數字政策辦室 -- 數據治理:人工智能道德框架
Purpose:
Provides a streamlined guide for organizations to adopt ethical AI practices in IT projects involving AI and big data analytics.
Key Components:
Tailored AI Framework: Includes Ethical AI Principles, Governance Structure, Lifecycle, and Practice Guide.
AI Assessment: Tools to evaluate AI application impacts.
Target Users:
IT planners, system analysts, architects, data scientists, and executives.
Performance Principles (foundational):
Transparency & Interpretability:
Clear explanations of AI decisions.
Reliability, Robustness & Security:
Consistent, secure, and error-resistant operations.
General Principles (aligned with human rights and laws):
Fairness, Diversity & Inclusion, Human Oversight, Lawfulness, Data Privacy, Safety, Accountability, Beneficial AI, Cooperation & Openness, Sustainability.
Three Lines of Defense:
Project Team:
Develops and documents AI applications.
PSC/PAT:
Reviews and approves projects (ensures quality).
IT Board/CIO + Ethical AI Committee:
Oversees high-risk projects and provides external advice.
Six stages aligned with traditional software development but emphasizes iterative data refinement and feedback loops:
Project Strategy
Project Planning
Project Ecosystem
Project Development
System Deployment
Operation & Monitoring
Key practices across the lifecycle:
Strategy/Planning: Align AI with organizational goals, comply with regulations.
Development: Ensure data quality, mitigate bias, validate models.
Deployment: Test integration, enable human oversight, monitor performance.

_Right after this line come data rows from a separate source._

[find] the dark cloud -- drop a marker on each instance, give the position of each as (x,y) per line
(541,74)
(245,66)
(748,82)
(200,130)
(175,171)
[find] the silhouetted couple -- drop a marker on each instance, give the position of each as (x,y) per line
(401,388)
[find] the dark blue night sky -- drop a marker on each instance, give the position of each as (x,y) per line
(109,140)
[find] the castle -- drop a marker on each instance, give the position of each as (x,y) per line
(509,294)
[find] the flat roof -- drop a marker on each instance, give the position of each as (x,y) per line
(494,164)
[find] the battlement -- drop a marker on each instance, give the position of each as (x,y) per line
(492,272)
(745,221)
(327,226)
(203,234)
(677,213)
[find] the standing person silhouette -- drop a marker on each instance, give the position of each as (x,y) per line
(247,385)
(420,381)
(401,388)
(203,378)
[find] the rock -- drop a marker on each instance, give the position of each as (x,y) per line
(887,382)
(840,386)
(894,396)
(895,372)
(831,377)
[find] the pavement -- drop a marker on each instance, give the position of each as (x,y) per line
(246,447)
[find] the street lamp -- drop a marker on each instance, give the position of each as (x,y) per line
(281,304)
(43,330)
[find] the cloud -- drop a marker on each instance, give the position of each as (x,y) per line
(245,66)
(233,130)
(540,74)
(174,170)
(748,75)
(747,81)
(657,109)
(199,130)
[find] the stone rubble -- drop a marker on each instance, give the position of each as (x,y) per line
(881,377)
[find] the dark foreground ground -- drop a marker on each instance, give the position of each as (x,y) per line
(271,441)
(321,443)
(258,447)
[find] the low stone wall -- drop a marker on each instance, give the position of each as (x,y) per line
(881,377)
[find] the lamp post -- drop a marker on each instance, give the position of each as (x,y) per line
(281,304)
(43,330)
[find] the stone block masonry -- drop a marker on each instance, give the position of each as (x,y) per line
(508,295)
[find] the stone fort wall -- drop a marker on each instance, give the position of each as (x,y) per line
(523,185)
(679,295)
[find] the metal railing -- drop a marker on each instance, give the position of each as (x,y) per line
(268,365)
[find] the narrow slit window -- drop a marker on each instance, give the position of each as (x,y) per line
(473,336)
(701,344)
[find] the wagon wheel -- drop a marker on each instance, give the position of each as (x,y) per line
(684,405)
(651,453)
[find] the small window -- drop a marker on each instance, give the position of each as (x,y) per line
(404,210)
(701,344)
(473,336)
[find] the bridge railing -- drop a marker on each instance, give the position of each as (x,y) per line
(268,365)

Operation: Continuous review, compliance checks, stakeholder feedback.
Process:
Use the Risk Gating Criteria to identify high-risk projects (requiring IT Board/CIO approval).
Complete the assessment at key lifecycle stages (e.g., planning, deployment).
Components: Risk evaluation, ethical principle alignment, stakeholder impact analysis.
Apply all 12 Ethical AI Principles throughout projects.
Align governance with the Three Lines of Defense.
Follow the AI Practice Guide and complete Impact Assessments for each AI application.